The companies have not disclosed the exact amount invested by each of them.
In 2013, when eBay invested in Snapdeal, the latter was desperate for funds so eBay was able to secure stronger-than-usual shareholder rights, two people familiar with the matter said. eBay’s presence also encouraged subsequent investors such as BlackRock Inc. and Temasek Holdings Pte. Ltd to put money into Snapdeal, which helped eBay keep its rights even after SoftBank’s entry, the people said.
“Typically, later stage investors get the same or similar rights as early stage investors,” said Rahul Matthan, partner at law firm Trilegal. “Later stage investors put in more money than early investors and to that extent they carry more risk, so obviously they need adequate protections. Shareholder rights are crucial, especially at the time of an exit. It gives them leverage when they need it so investors put in a lot of effort to secure strong rights.”
While SoftBank did not reply to queries seeking comment, eBay declined to comment.
eBay’s formal title as strategic investor in Snapdeal may also indicate that the company wants to hold the option of buying out Snapdeal.
And eBay did try and acquire Snapdeal—not once, but twice over the past two years, Mint reported on 29 October. eBay came close to buying a majority stake in Snapdeal twice, at valuations of less than $500 million and less than $1 billion, respectively. But on both occasions eBay’s bids fell slightly short of Snapdeal’s asking price and it declined to increase the price, Mint reported then.
The strong shareholder rights of eBay may also potentially complicate the entry of another strategic investor in Snapdeal, another lawyer said. The lawyer, who spoke on the condition of anonymity as he isn’t allowed to speak on this subject, said that an acquisition of Snapdeal is eBay’s best bet of building a large business in India as the company’s independent local unit has failed so far to match the scale and rapid growth of Flipkart, Amazon and Snapdeal.
Snapdeal, which raised about $1 billion last year, is in talks with several new investors to raise its next round of funds.
China’s Alibaba Group has cancelled plans to invest in Snapdeal for now, after holding initial talks with the Indian company, technology news portal Recode reported on Wednesday.
Alibaba is referred to as one of Snapdeal’s competitors in the latter’s articles of association.
eBay is currently the only international e-commerce company that has invested directly in an Indian rival. eBay’s rival Amazon launched its Indian marketplace business in June 2013 while Alibaba recently invested indirectly in mobile recharge platform Paytm through its Alipay unit.
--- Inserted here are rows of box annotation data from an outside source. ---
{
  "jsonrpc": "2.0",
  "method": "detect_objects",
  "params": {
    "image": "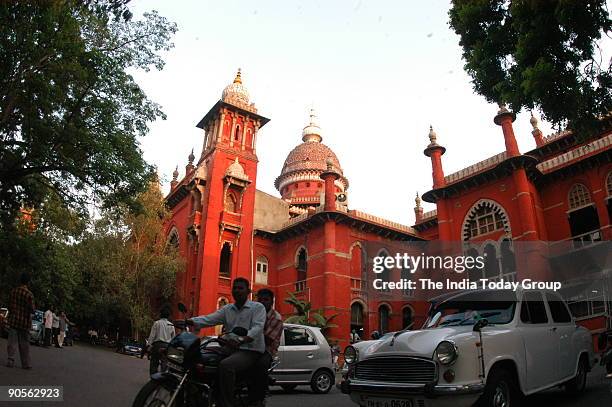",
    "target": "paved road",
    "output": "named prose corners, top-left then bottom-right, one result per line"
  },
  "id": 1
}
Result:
top-left (0, 339), bottom-right (612, 407)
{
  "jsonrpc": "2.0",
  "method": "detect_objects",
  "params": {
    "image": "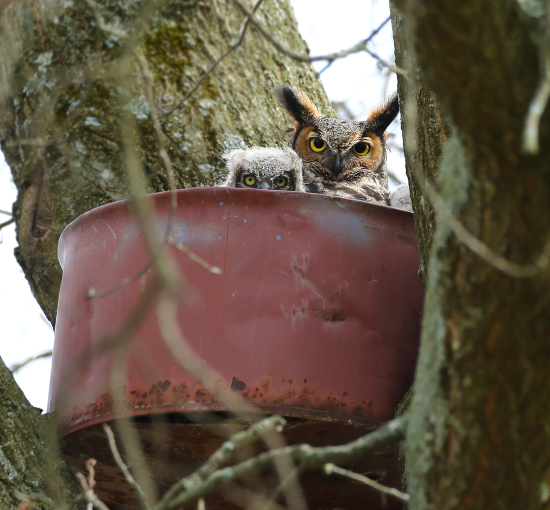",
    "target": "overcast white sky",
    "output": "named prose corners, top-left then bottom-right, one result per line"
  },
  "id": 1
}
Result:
top-left (0, 0), bottom-right (406, 410)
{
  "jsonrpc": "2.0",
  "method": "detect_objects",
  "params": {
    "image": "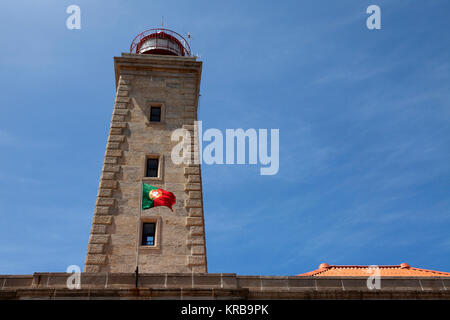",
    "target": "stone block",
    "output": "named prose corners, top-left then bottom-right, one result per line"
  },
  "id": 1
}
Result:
top-left (88, 243), bottom-right (105, 253)
top-left (184, 199), bottom-right (202, 208)
top-left (94, 206), bottom-right (110, 215)
top-left (187, 256), bottom-right (206, 266)
top-left (90, 234), bottom-right (109, 244)
top-left (91, 224), bottom-right (106, 234)
top-left (102, 171), bottom-right (116, 180)
top-left (97, 197), bottom-right (115, 207)
top-left (191, 246), bottom-right (205, 256)
top-left (184, 167), bottom-right (200, 175)
top-left (189, 226), bottom-right (203, 236)
top-left (103, 164), bottom-right (120, 172)
top-left (188, 174), bottom-right (201, 183)
top-left (98, 189), bottom-right (112, 197)
top-left (94, 215), bottom-right (112, 224)
top-left (189, 208), bottom-right (203, 217)
top-left (106, 150), bottom-right (123, 157)
top-left (86, 254), bottom-right (106, 265)
top-left (100, 179), bottom-right (117, 189)
top-left (186, 217), bottom-right (203, 227)
top-left (189, 191), bottom-right (202, 199)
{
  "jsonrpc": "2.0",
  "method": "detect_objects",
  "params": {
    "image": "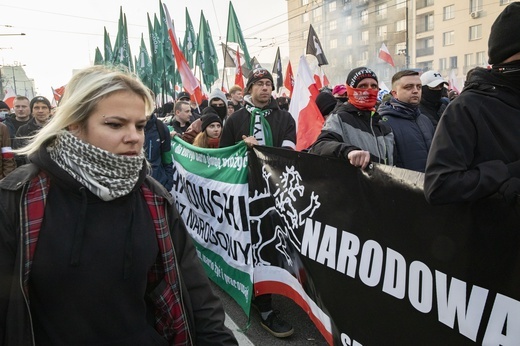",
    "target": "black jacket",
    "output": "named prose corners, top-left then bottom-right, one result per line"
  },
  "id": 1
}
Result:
top-left (220, 95), bottom-right (296, 149)
top-left (0, 149), bottom-right (237, 346)
top-left (424, 68), bottom-right (520, 204)
top-left (419, 85), bottom-right (450, 127)
top-left (144, 114), bottom-right (173, 191)
top-left (310, 102), bottom-right (395, 166)
top-left (377, 99), bottom-right (435, 172)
India’s largest e-commerce platform, Flipkart, and other local Internet companies are all backed by institutional investors and venture capital firms.
“It’s going to be very difficult for Snapdeal to get another strategic (investor). eBay has unusually strong rights and it will have to be willing to dilute them in a big way to make way for another strategic (investor),” the lawyer cited above said.